Graham, Feinstein Want DOJ To Reverse Wire Act Opinion


A pair of U.S. Senators apparently are not happy that Pennsylvania last month exercised its right to legalize online poker.

Senators Lindsey Graham (R-SC) and Dianne Feinstein (D-CA) signed a letter dated Nov. 21 that urges the Trump Administration, specifically the Department of Justice, to reverse a 2011 legal opinion that allowed for states to launch online betting industries. Pennsylvania became just the fourth state to do so after its governor signed the gambling reform legislation. Other states are expected to follow Pennsylvania.

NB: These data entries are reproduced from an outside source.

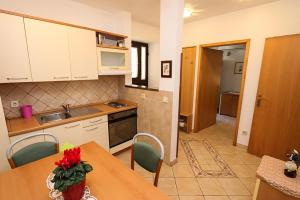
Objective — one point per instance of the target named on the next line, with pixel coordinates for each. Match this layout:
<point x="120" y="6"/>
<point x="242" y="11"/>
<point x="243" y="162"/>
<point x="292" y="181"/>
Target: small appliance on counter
<point x="116" y="104"/>
<point x="26" y="111"/>
<point x="292" y="165"/>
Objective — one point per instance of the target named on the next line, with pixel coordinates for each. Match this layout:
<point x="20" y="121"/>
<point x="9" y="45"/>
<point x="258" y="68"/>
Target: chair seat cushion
<point x="33" y="152"/>
<point x="146" y="156"/>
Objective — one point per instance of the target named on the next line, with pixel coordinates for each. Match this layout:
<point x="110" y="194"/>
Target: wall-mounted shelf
<point x="111" y="47"/>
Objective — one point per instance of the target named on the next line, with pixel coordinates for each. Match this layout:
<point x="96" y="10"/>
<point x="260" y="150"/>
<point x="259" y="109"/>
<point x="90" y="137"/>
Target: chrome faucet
<point x="66" y="108"/>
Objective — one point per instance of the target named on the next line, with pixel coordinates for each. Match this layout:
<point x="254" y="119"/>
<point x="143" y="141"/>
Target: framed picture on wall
<point x="238" y="68"/>
<point x="166" y="69"/>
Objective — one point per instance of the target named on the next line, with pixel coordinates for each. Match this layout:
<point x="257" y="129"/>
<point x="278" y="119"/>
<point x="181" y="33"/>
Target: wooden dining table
<point x="109" y="180"/>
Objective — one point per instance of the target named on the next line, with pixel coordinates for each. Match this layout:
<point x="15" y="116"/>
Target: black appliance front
<point x="122" y="127"/>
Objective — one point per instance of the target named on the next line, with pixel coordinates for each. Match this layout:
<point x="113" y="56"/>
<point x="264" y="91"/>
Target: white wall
<point x="4" y="140"/>
<point x="149" y="34"/>
<point x="229" y="80"/>
<point x="72" y="12"/>
<point x="257" y="23"/>
<point x="171" y="22"/>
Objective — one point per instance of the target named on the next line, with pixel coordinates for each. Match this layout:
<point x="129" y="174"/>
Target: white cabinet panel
<point x="67" y="133"/>
<point x="14" y="62"/>
<point x="97" y="133"/>
<point x="48" y="50"/>
<point x="28" y="141"/>
<point x="83" y="54"/>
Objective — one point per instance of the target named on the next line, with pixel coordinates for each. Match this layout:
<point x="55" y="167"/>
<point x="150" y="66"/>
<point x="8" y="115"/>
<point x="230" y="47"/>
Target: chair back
<point x="145" y="155"/>
<point x="33" y="151"/>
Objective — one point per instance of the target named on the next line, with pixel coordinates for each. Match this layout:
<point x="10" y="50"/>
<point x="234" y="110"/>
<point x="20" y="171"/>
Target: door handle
<point x="259" y="98"/>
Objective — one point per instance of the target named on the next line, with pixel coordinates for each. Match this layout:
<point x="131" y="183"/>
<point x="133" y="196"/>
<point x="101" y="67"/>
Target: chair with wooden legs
<point x="33" y="151"/>
<point x="146" y="156"/>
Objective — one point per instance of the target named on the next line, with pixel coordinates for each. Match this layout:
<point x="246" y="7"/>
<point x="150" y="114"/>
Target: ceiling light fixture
<point x="187" y="12"/>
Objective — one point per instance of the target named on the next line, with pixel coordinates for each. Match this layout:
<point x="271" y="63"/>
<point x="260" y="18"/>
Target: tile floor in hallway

Graham and Feinstein have a history of opposing online gaming. Graham pushed legislation to ban the activity in the past, thanks to lobbying efforts from billionaire casino titan Sheldon Adelson. Adelson owns and operates the world’s largest developer of brick-and-mortar casinos. The Adelson-backed legislation aimed to “restore” the 1961 Wire Act, the law that the Obama DOJ watered down. Despite not being a member of her state’s legislature, Feinstein asked California lawmakers to refrain from legalizing and regulating online poker.

“Pennsylvania has recently enacted legislation authorizing internet gambling, and other states are lined up to follow suit,” said Graham and Feinstein. “Online casinos are already operating across state lines pursuant to compacts, and states are contemplating opening up their online casinos to foreign markets. We fear that unless the DOJ promptly revisits its 2011 opinion, our prediction that online casinos could spread across the country could come to pass.”

The letter alleged that online gambling “preys” upon “society’s most vulnerable,” a dubious statement considering research that indicates the most common online gambler has a bachelor’s degree and makes around the median household income in the U.S.

They said that Congress should rule on internet casinos, but it might not be up to them.

The letter came just days before the U.S. Supreme Court’s upcoming Dec. 4 hearing on the constitutionality of a 1992 federal law that bans sports betting outside a few states. Should that law be struck down, it would clear the way for any state to OK sports gambling, without fear of a federal crackdown. That would likely also apply to online casinos, as states would not have to listen to the feds on gambling-related matters.

New Jersey, which already has online casinos and is pushing for sports books in Atlantic City, believes that the sports betting case will lead to more wagering in cyberspace.

“If we win sports wagering, online gaming will go to every state that adopts sports betting,” David Rebuck, director of the New Jersey Division of Gaming Enforcement, told the Associated Press recently. “As soon as sports wagering is legalized, online gambling will follow right behind it.”